Thesis

Phenomenology of Extensive Air Showers at 100 TeV scale

Details

  • Call:

    IDPASC Portugal - PHD Programme 2014

  • Academic Year:

    2014 /2015

  • Domains:

    Theoretical Particle Physics | Astroparticle Physics

  • Supervisor:

    Lorenzo Cazon

  • Co-Supervisor:

    Bernardo Tomé

  • Institution:

    Instituto Superior Técnico

  • Host Institution:

    Laboratório de Instrumentação e Física Experimental de Partículas

  • Abstract:

    Extensive air showers develop in a complex way as a combination of electromagnetic cascades and hadronic multiparticle production. It is necessary to perform detailed numerical simulations of air showers to infer the properties of the primary cosmic rays that initiate them.

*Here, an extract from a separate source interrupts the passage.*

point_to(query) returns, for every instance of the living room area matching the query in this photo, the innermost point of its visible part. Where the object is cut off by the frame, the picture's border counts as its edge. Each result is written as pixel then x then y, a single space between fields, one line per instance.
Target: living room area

But simulations are a challenge since the number of charged particles in a high energy shower can be enormous. The design of algorithms is also hampered by limited knowledge of interaction cross-sections and particle production at high energies. Thus, development of models to unveil the dominant mechanisms that govern the cascades phenomenology are necessary in order to access the details of the high energy interactions. The hadronic cascade consists of a bulk of low energy mesons, mainly pions, of energies reachable by man made accelerators and fewer high energetic particles, leading barions and other mesons that yet carry a large fraction of the total energy. The energy and momentum of these leading particles depend on the details of the high energy interaction models, and determine the lower energy production of the bulk of mesons though the inelasticity, partition function and multiplicity. The Pierre Auger Observatory consists on a surface detector array (SD), sampling the particles - namely muons, electrons and photons- arriving at ground in an area of 3000 km² in the Argentinean Pampa, and a fluorescence detector (FD) imaging the development of the electromagnetic component of the shower in the atmosphere. The hybrid nature is a crucial feature of the observatory, each sub-detector giving complementary information. The observatory is also to deploy a series of complementary detectors that include: antennas for radio detection, a second detector acompanying all Cerenkov tanks (yet to be decided the specifics, the so called B2015), a set of buried scintillators (AMIGA), and an engeneering of segmented RPCs beneath the Cerenkov tanks (MARTA engeneering array). The work program of this thesis consists on the study of the different mechanisms that play a role on the development of the shower and give rise to the observables that Auger can measure. The objective is to model the cascade and gain insight into the phenomenology of the shower development with the aim to extract constraints to high energy physics models and composition of the primary beam.